Reinhart's methodology

For the study, Reinhart and his team asked people in their 20s to perform a series of memory tasks. To do this, the participants had to look at a picture, pause briefly and then say whether a second picture was different from the first one. The researchers also had a second group of people in their 60s and 70s go through the same procedure.

As you might expect, the younger set of participants were able to perform their memory task better than those in the older group. But then Reinhart stimulated the brains of the older participants through noninvasive scalp electrodes. And with that tweak, the gap between performance in the two groups disappeared. And, it lasted beyond the 50-minute window the team allowed after the stimulation.

Why a jolt does you good

A summary from Boston University explains what gives this impressive result. Your brain works with both low-frequency theta and fast-frequency gamma rhythms. While the gamma rhythms help process all the different elements of a memory (e.g., color, shape), the theta rhythms work as conductors of an orchestra, coordinating the gamma rhythms. This is known as coupling. At the same time, theta rhythms from different areas of the brain will synchronize.

Now, as we age, the conductors metaphorically start to drop more and more pages from the score. They don't couple or synchronize as well, and as a result, memories don't play from the concert hall the way they used to.

But electrostimulation, when properly done, might get coupling and synchronizing back on track. It can ensure that the pathways to your memories stay stronger.

Reinhart's team asserts that the technique could be incredibly helpful when it comes to treating age-related decline without medicines. There's a potential for it to offer relief to those with Alzheimer's, for example.

But Reinhart didn't stop there. He went back and stimulated the brains of the people in the young group, too. And guess what. Even they showed improvement.
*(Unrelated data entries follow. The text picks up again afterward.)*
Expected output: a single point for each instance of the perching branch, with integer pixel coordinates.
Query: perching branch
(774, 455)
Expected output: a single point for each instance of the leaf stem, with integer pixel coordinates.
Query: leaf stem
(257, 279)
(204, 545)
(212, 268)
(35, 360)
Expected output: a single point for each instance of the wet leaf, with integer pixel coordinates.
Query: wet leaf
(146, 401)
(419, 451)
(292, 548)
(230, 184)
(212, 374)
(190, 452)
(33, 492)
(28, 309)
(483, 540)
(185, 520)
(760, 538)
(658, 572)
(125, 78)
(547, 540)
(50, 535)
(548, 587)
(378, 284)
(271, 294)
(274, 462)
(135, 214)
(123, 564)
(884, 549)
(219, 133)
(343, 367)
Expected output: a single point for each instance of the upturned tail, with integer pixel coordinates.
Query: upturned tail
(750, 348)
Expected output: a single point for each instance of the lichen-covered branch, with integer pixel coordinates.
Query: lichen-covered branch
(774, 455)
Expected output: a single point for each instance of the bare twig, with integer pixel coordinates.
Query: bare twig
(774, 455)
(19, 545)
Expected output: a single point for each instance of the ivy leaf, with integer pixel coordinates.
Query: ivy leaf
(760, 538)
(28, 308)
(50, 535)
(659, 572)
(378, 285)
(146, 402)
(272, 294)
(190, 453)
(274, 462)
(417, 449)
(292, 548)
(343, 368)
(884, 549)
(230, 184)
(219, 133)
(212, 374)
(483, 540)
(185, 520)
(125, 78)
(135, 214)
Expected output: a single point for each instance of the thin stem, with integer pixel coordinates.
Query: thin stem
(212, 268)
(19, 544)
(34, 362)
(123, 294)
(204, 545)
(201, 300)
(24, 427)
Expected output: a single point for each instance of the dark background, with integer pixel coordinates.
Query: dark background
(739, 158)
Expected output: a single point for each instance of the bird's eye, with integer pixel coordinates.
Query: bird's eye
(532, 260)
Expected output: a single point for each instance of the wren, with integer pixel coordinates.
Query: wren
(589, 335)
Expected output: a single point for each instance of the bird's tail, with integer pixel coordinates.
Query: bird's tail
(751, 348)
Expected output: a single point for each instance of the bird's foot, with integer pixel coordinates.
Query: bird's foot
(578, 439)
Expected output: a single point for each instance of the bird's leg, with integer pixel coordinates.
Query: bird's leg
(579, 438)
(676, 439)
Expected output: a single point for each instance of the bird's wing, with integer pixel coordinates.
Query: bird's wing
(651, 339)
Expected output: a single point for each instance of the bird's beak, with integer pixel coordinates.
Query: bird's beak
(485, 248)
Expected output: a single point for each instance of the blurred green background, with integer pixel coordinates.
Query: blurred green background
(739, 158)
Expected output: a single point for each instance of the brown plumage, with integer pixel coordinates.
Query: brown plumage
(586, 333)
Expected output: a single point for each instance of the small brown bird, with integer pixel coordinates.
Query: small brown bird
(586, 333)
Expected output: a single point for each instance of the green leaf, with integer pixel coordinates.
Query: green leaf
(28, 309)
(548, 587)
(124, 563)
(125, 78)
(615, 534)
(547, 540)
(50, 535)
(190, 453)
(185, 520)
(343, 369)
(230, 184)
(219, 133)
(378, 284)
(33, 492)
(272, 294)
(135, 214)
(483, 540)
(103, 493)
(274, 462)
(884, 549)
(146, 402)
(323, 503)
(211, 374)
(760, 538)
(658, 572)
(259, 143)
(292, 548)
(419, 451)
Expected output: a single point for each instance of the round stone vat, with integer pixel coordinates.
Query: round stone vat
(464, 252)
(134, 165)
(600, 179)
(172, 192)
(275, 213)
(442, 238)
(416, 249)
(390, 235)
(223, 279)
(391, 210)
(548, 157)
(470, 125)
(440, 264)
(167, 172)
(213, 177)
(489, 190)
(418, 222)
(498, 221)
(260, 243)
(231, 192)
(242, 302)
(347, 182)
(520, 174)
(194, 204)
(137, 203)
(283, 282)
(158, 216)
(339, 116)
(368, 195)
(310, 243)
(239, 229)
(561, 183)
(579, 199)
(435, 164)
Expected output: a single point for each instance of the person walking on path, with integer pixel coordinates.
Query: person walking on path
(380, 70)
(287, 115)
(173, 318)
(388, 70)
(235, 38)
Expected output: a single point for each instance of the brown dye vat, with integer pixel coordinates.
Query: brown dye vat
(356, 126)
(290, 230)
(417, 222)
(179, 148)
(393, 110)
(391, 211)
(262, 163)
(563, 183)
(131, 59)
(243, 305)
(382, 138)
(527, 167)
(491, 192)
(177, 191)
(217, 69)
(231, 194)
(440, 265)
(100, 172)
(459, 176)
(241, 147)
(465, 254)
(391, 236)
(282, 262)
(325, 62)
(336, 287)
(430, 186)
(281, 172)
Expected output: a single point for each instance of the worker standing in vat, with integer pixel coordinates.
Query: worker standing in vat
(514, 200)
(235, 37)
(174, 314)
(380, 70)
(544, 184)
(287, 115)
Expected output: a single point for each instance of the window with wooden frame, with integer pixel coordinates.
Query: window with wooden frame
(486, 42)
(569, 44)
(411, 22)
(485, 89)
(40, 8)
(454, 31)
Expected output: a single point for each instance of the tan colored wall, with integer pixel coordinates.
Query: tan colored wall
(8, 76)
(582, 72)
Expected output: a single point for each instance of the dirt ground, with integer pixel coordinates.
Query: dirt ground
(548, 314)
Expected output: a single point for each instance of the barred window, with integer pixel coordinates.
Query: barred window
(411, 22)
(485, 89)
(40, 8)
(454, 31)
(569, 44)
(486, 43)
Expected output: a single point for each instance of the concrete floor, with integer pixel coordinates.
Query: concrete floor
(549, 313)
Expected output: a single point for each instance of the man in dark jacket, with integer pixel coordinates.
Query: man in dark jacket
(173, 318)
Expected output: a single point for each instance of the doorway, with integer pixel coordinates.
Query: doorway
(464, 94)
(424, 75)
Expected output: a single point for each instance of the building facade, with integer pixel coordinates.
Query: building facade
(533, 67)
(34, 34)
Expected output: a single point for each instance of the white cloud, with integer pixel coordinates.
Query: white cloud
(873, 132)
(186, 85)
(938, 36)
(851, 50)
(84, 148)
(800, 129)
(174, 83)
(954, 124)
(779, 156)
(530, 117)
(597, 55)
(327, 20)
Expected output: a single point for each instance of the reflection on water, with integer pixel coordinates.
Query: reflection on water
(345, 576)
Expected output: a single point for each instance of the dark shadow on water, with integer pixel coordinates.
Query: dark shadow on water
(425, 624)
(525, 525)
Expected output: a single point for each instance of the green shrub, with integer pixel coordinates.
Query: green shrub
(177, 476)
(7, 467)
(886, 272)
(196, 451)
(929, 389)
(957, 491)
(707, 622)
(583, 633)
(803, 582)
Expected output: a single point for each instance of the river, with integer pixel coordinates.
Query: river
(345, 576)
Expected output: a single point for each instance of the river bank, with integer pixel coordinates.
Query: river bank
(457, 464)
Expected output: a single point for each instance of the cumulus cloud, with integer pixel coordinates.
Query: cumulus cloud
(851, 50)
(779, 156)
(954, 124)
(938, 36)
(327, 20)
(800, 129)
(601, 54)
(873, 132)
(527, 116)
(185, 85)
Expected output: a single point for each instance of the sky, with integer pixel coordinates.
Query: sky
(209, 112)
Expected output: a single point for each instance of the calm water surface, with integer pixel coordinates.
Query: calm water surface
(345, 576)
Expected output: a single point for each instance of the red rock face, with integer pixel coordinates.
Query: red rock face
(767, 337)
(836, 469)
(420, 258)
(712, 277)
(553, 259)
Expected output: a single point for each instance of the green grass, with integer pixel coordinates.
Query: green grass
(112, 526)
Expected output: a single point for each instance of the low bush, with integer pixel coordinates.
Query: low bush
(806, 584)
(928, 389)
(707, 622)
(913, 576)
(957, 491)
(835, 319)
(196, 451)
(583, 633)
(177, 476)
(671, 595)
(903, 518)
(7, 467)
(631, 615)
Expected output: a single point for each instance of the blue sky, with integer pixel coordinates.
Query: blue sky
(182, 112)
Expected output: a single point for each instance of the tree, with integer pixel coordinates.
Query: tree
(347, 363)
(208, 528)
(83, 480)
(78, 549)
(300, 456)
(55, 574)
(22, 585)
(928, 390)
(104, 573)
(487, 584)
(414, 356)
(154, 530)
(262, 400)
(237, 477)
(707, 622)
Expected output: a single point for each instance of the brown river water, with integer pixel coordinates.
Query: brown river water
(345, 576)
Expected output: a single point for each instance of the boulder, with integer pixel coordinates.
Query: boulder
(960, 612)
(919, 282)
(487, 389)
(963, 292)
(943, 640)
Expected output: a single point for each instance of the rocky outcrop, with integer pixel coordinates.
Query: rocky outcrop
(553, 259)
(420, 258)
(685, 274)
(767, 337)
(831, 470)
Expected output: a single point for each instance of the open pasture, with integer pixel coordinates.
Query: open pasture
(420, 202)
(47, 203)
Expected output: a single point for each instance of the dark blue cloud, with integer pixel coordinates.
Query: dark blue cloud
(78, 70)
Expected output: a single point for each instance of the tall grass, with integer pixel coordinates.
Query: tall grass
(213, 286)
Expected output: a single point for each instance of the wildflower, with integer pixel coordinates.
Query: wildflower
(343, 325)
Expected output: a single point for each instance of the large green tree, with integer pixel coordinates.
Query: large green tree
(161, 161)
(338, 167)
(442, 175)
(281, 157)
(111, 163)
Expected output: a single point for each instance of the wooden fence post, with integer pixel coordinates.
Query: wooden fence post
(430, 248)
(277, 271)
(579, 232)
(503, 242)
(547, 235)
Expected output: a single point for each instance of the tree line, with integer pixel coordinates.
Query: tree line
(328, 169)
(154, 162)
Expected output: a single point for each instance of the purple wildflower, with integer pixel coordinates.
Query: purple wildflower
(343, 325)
That suggests that entrepreneurs and leaders might find electrostimulation to be a useful tool when they've got a lot they need or want to remember, no matter their age.

The perfect storm for development

Lest you think that entrepreneurs aren't looking for any and every tool to give them an edge and stay forever young, consider the notorious culture of Silicon Valley, as Sara Solovitch notes in The Washington Post--people regularly pop pills they think will offer mental and physical benefit. And they're willing to try other options, too.

"Dedicated brain hackers, as they call themselves, are willing to exploit their own biology to try to sharpen their mind," Solovitch writes. "Their methods include meditation, cold-water plunges, periodic fasting and high-fat, low-carbohydrate ketogenic diets."

Not all of what leaders try to help their brains actually works, of course. And there's a lot more work to do before anyone can make electrostimulation for memory a precise science. But the broader picture is that electrostimulation doesn't have as much skepticism surrounding it as it once did, and that the current work environment is ripe for the production of well-regulated procedures that can benefit leaders and their teams. As my colleague Jessica Stillman points out, there's already even evidence that electrostimulation might help creativity on top of memory, with devices like the Halo Sport drawing real attention from authoritative organizations such as the Navy Seals.

So don't be shocked if you see or hear about a person getting carefully zapped on top of their regular Sudoku and meditation. Someday soon, that might be as normalized and easy to order as your morning latte.